Gordon Ramsay loves to recreate traditional recipes and never fails to amaze us. Gordon Ramsay’s Salmon en croute is just one of those recipes. It’s Gordon’s version of a classic French dish. Salmon en croute is a French word that translates to “Salmon in crust”. So, it’s a salmon wrapped in a crispy pastry crust. You can have more details about the recipe. So, keep reading!
Gordon Ramsay’s Salmon en croute has a crispy crust and juicy salmon with butter herb in it. It’s nutritious and looks impressive. This salmon is best suited for dinner parties. The salmon is not soggy at all (make sure to pat it dry) and has multiple flavors of herbs and spices infused in it. Haven’t tried this recipe yet? Read further instructions and try this recipe now.
For Gordon Ramsay’s salmon en croute, mix butter, dill leaves, basil, lemon zest, salt, and pepper in a bowl. Roll the pastry, place the seasoned salmon in the center. Spread butter herb on one side of salmon fillet, place another mustard-seasoned salmon over it. Fold this pastry to make a salmon parcel. Brush the egg all over it and bake it for 25 minutes.
Want to make shortcrust pastry but don’t have palm shortening. Here is a list of palm substitutes substitutes. Wanna know the entire procedure for the recipe? If yes, read the recipe card below. Try this amazing recipe and rate it if you like it. Don’t forget to save this recipe for later.

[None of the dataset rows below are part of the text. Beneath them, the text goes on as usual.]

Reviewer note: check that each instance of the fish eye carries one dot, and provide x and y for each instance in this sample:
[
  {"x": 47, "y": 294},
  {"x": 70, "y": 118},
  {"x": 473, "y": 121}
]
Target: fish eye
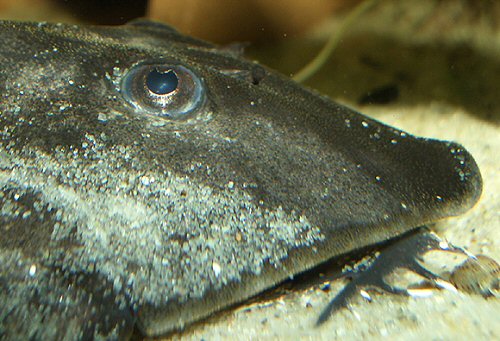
[{"x": 165, "y": 90}]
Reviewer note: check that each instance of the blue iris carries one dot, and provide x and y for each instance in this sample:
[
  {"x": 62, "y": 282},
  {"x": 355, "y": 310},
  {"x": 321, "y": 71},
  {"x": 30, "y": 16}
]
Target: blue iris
[{"x": 162, "y": 83}]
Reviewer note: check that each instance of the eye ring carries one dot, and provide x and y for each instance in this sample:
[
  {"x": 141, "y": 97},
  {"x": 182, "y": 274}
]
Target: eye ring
[{"x": 168, "y": 90}]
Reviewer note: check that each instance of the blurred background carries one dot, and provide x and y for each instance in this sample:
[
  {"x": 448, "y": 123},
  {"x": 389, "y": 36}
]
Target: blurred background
[
  {"x": 431, "y": 67},
  {"x": 405, "y": 52}
]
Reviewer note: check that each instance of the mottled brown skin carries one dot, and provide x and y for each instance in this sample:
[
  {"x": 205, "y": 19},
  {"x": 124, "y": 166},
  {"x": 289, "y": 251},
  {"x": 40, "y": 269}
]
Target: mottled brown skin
[{"x": 113, "y": 216}]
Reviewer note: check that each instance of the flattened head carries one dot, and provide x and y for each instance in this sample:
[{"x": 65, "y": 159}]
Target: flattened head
[{"x": 160, "y": 178}]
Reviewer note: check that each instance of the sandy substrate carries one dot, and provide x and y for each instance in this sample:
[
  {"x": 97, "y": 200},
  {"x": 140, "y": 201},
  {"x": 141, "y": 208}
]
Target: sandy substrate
[
  {"x": 448, "y": 90},
  {"x": 435, "y": 101}
]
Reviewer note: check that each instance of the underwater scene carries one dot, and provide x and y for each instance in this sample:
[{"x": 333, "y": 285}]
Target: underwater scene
[{"x": 251, "y": 170}]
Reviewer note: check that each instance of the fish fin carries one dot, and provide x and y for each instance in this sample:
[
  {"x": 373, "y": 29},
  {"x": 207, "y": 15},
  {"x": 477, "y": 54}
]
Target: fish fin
[{"x": 402, "y": 253}]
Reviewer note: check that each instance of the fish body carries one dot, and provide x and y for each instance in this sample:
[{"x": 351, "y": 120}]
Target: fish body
[{"x": 149, "y": 179}]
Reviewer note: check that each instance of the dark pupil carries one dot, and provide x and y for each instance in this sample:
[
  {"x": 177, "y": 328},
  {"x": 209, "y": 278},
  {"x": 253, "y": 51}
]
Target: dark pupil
[{"x": 162, "y": 83}]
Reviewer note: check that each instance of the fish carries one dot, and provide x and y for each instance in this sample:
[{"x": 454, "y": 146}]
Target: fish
[{"x": 149, "y": 179}]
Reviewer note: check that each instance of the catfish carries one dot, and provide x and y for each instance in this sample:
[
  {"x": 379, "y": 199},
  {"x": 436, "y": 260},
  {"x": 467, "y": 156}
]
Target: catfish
[{"x": 149, "y": 179}]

Gordon Ramsay’s Salmon En Croute Recipe
- 2 pounds 1 Side of Salmon (skinned)
- 1.7 ounce Shortcrust Pastry
- 1 Lemon (zest)
- Basil Leaves
- Dill Leaves
- Plain Flour (to dust)
- 1 Egg Yolk
- 2.1 ounces Unsalted Butter
- Olive Oil
- 1 tablespoon Wholegrain Mustard
- Sea Salt (to taste)
- Pepper (to taste)
- Roll the pastry as thin as a coin and set it aside. Now add butter, dill leaves, and roughly chopped basil into a large bowl. Zest a lemon over them, add salt and pepper and mix them well until combined into herb butter.
- Pat the salmon dry and rub salt and pepper all over it. Spread herb butter on one side of the salmon fillet. Spread the mustard evenly over one side of another fillet. Place that fillet on with the mustard-seasoned side down over the first salmon.

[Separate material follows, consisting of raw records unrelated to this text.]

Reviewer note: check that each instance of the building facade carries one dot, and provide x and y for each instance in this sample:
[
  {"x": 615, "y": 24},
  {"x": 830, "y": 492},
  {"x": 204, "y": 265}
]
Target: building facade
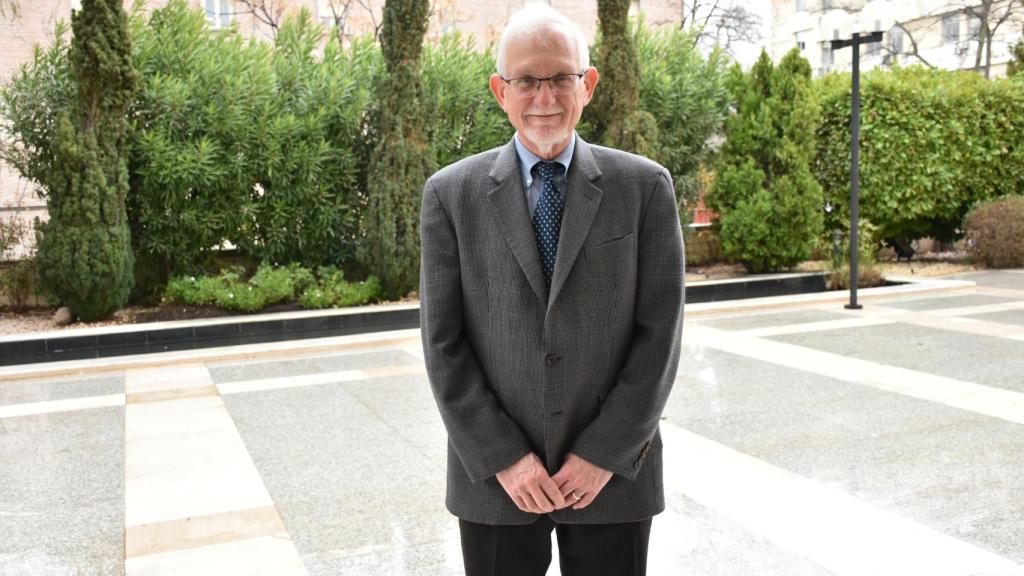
[
  {"x": 938, "y": 33},
  {"x": 34, "y": 23}
]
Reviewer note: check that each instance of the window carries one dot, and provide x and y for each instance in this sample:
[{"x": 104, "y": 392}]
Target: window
[
  {"x": 332, "y": 12},
  {"x": 973, "y": 27},
  {"x": 218, "y": 12},
  {"x": 896, "y": 40},
  {"x": 826, "y": 56},
  {"x": 950, "y": 28}
]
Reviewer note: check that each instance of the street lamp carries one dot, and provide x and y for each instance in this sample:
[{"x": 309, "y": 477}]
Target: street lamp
[{"x": 836, "y": 28}]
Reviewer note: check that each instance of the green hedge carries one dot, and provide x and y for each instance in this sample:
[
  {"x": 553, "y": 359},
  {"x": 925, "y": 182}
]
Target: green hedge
[
  {"x": 933, "y": 144},
  {"x": 266, "y": 148},
  {"x": 242, "y": 141}
]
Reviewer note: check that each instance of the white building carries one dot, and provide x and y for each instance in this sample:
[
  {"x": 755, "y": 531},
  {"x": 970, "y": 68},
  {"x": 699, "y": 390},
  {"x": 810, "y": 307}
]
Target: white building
[{"x": 939, "y": 33}]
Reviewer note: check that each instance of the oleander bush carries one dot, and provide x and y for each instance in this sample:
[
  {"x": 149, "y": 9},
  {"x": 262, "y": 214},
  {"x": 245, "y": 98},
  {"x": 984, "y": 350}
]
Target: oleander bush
[
  {"x": 269, "y": 285},
  {"x": 995, "y": 233}
]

- Put this salmon in the center of the pastry and brush egg on the surrounding pastry. Now, trim the excess pastry and fold it into a neat salmon parcel. Carefully turn it over to have the seam underneath.
- Place it on a baking tray. Brush a beaten egg all over it and score it lightly in a cross-hatched pattern. Season it with salt and pepper. Cover it and keep it in the refrigerator for about 15 minutes.
- Bake this salmon parcel for about 25 minutes in a preheated oven (400 F) until the pastry is golden brown and crispy. Let it rest for 5 minutes and then cut the slices and serve with hollandaise sauce, potatoes, or minted peas.